# Some Phoenix regulars are sold on Waymo✔️



## Kobayashi Maru (Jun 13, 2018)

*What's it like to run errands in a self-driving car? Some Phoenix regulars are sold on Waymo*

it's slow around people or trees and can be slow to turn in an intersection, but it also feels very safe,"✔ says Barbara Adams, 68, of Tempe, who, along with her husband, Jim, regularly uses the Waymo self-driving Chrysler Pacifica Hybrids to hit the local mall.

https://www.usatoday.com/story/mone...-road-miles-they-aim-public-debut/1536441002/


----------



## uberdriverfornow (Jan 10, 2016)

Kobayashi Maru said:


> it's slow around people or trees and can be slow to turn in an intersection, but it also feels very safe


holy oxymoron, batman !!!


----------



## Kobayashi Maru (Jun 13, 2018)

uberdriverfornow said:


> holy oxymoron, batman !!!


Swing and a Miss batgirl

Cautious operation of a vehicle is associated with safety.
Subsequently no contradiction of terms exist


----------



## tohunt4me (Nov 23, 2015)

More time for those YOUNGER than 68 to abuse the car.
Many from boredom due to turtle like pace.


----------



## Kobayashi Maru (Jun 13, 2018)

tohunt4me said:


> More time for those YOUNGER than 68 to abuse the car.
> Many from boredom due to turtle like pace.
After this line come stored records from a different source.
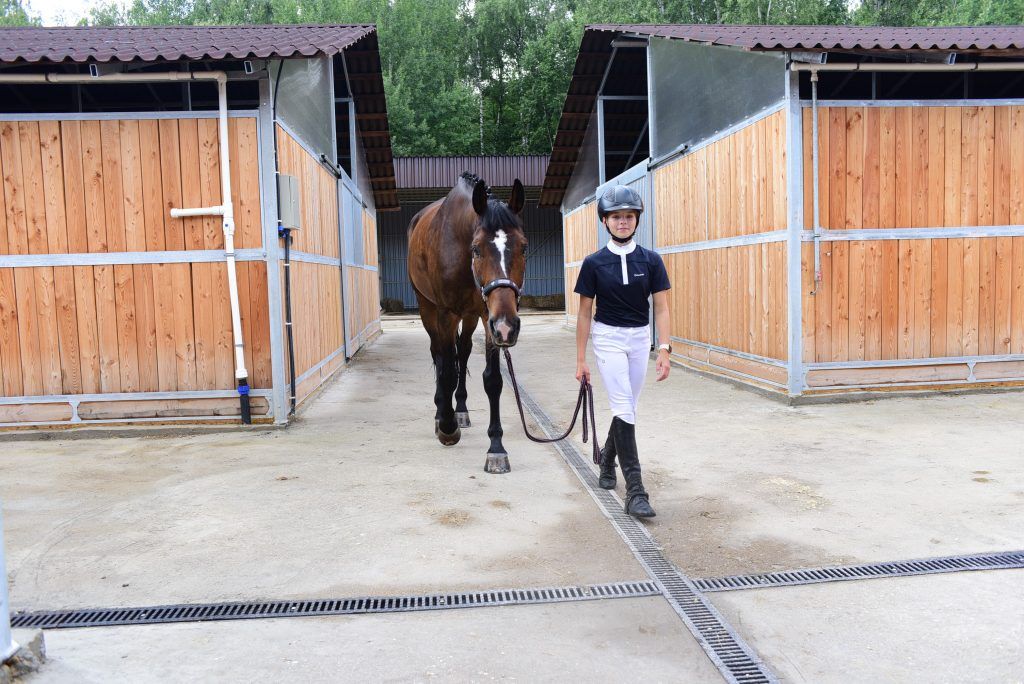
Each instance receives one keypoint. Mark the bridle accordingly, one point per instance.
(494, 285)
(499, 283)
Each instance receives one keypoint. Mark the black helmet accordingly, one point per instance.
(617, 199)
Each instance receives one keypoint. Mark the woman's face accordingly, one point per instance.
(621, 223)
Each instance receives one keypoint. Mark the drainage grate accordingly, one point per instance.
(903, 568)
(199, 612)
(733, 657)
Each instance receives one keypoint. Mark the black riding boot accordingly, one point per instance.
(626, 447)
(607, 479)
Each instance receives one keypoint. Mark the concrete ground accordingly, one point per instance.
(357, 498)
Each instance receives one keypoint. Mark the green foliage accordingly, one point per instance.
(470, 77)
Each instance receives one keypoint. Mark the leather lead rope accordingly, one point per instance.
(584, 401)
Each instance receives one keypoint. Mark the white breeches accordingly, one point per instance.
(622, 356)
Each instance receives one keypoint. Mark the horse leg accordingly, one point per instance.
(498, 458)
(464, 345)
(448, 378)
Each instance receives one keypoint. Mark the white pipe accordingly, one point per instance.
(201, 211)
(910, 67)
(228, 224)
(7, 644)
(225, 210)
(815, 154)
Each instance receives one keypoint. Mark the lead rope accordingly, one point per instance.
(585, 400)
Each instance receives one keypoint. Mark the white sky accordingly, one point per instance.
(59, 12)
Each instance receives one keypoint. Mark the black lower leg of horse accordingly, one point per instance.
(498, 458)
(464, 346)
(448, 378)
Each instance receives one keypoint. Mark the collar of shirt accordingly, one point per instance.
(622, 251)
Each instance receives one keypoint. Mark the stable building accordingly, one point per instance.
(840, 209)
(150, 177)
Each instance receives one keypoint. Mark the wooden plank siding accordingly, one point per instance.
(316, 305)
(728, 297)
(734, 186)
(79, 186)
(914, 167)
(579, 240)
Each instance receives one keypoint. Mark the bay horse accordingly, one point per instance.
(467, 259)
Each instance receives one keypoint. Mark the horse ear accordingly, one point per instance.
(480, 198)
(518, 198)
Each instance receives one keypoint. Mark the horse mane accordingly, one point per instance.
(499, 215)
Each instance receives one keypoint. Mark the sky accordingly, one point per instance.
(59, 12)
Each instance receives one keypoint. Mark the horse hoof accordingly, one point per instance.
(497, 464)
(449, 439)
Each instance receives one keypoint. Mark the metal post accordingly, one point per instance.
(7, 644)
(795, 213)
(601, 172)
(651, 140)
(271, 244)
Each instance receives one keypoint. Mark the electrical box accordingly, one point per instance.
(288, 203)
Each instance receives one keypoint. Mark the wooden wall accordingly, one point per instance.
(79, 186)
(728, 297)
(580, 239)
(316, 304)
(364, 281)
(733, 186)
(902, 167)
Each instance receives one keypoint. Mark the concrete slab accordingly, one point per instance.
(942, 628)
(605, 641)
(356, 498)
(743, 484)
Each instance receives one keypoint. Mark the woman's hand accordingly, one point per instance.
(663, 366)
(583, 371)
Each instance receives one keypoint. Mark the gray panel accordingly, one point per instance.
(701, 89)
(586, 174)
(289, 194)
(304, 101)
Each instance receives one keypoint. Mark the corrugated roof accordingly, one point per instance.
(834, 37)
(417, 172)
(174, 43)
(595, 49)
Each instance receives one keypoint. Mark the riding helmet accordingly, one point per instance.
(617, 199)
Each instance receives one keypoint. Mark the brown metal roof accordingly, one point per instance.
(595, 50)
(834, 37)
(417, 172)
(174, 43)
(363, 62)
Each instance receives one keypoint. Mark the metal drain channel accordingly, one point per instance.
(201, 612)
(903, 568)
(733, 657)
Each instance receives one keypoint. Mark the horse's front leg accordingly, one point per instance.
(498, 458)
(448, 378)
(463, 349)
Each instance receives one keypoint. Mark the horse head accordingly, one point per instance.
(499, 259)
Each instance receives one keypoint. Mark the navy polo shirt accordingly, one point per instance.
(617, 304)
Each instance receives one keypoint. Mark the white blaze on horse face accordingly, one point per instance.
(500, 241)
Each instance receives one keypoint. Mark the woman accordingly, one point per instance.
(622, 275)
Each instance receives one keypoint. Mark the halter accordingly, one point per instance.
(500, 283)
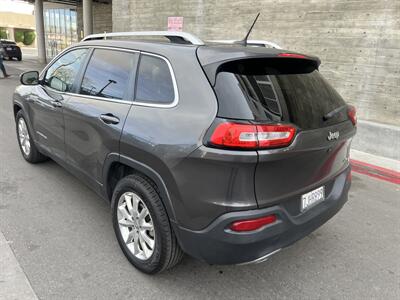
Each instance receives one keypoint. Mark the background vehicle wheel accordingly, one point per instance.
(25, 141)
(142, 226)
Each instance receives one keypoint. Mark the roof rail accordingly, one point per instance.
(259, 43)
(174, 36)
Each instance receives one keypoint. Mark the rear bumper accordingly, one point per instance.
(217, 244)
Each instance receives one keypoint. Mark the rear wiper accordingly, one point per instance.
(334, 112)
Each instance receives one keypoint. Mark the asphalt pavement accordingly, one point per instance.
(61, 235)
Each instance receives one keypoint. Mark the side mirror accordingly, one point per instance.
(29, 78)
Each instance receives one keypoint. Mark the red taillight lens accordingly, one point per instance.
(274, 135)
(246, 136)
(235, 135)
(252, 224)
(351, 112)
(291, 55)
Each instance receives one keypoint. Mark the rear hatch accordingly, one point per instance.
(286, 90)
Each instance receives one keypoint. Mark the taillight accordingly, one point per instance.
(351, 112)
(248, 136)
(252, 224)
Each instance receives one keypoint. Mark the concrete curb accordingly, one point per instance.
(375, 166)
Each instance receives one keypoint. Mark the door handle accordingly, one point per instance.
(56, 103)
(109, 119)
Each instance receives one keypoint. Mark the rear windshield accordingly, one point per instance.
(265, 94)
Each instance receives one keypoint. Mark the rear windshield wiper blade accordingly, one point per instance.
(334, 112)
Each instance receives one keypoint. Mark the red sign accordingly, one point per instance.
(175, 23)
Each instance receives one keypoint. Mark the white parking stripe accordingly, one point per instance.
(13, 282)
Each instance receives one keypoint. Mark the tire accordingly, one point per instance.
(33, 155)
(165, 252)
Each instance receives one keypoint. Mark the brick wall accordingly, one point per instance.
(357, 41)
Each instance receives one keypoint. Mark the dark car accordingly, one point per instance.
(228, 153)
(10, 49)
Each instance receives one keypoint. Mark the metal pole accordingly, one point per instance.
(40, 31)
(87, 17)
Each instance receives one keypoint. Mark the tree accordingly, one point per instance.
(19, 36)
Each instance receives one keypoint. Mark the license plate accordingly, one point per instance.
(312, 198)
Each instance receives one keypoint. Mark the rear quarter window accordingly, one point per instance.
(154, 81)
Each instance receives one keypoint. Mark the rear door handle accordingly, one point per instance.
(109, 119)
(56, 103)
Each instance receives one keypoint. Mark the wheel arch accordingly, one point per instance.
(16, 108)
(118, 166)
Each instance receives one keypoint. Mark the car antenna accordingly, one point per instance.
(244, 41)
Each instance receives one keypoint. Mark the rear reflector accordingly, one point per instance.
(252, 224)
(246, 136)
(351, 112)
(291, 55)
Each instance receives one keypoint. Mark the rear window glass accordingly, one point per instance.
(303, 98)
(154, 81)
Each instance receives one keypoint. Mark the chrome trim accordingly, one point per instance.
(194, 40)
(249, 42)
(133, 102)
(260, 259)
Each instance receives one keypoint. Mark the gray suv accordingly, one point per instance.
(228, 153)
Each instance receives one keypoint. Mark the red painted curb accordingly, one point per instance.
(375, 171)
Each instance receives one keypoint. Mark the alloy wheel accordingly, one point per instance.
(136, 225)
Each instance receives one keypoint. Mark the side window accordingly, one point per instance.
(107, 74)
(61, 74)
(154, 81)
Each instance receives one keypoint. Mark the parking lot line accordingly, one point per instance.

solid statistical, historical & documented reasons why young men pay higher vehicle insurance premiums.

Ever notice some private pre-owned car sale copy highlight "adult owned" in advertisement.

I could never comprehend Why a young man earning below minimum wage (after expenses) as an uber driver, aka: "the working poor", would abuse his Only revenue generating asset while increasing the probability of costly untimely repairs, maintenance and worse.


----------



## tohunt4me (Nov 23, 2015)

He wont be abusing his.
He will abuse Waymo bus.


----------



## Kobayashi Maru (Jun 13, 2018)

Lilla Gaffney 29YO millennial, a Phoenix-area software product specialist, has been using Waymo's self-driving cars to hit the gym and run other daily errands, and loves being alone with only a robot at the helm. (Photo: Waymo)

Folks prefer solitary to a uber driver yacking away


----------



## tohunt4me (Nov 23, 2015)

Kobayashi Maru said:


> Lilla Gaffney 29YO millennial, a Phoenix-area software product specialist, has been using Waymo's self-driving cars to hit the gym and run other daily errands, and loves being alone with only a robot at the helm. (Photo: Waymo)
> 
> Folks prefer solitary to a uber driver yacking away


Some folks DESERVE SOLITARY CONFINEMENT.

Transhumanists do not yet realize what they create.

And what will be Destroyed.


----------



## goneubering (Aug 17, 2017)

I checked the Phoenix forum to see what topics they’ve discussed back to the middle of May. Not one mention of Waymo.


----------



## RamzFanz (Jan 31, 2015)

goneubering said:


> I checked the Phoenix forum to see what topics they've discussed back to the middle of May. Not one mention of Waymo.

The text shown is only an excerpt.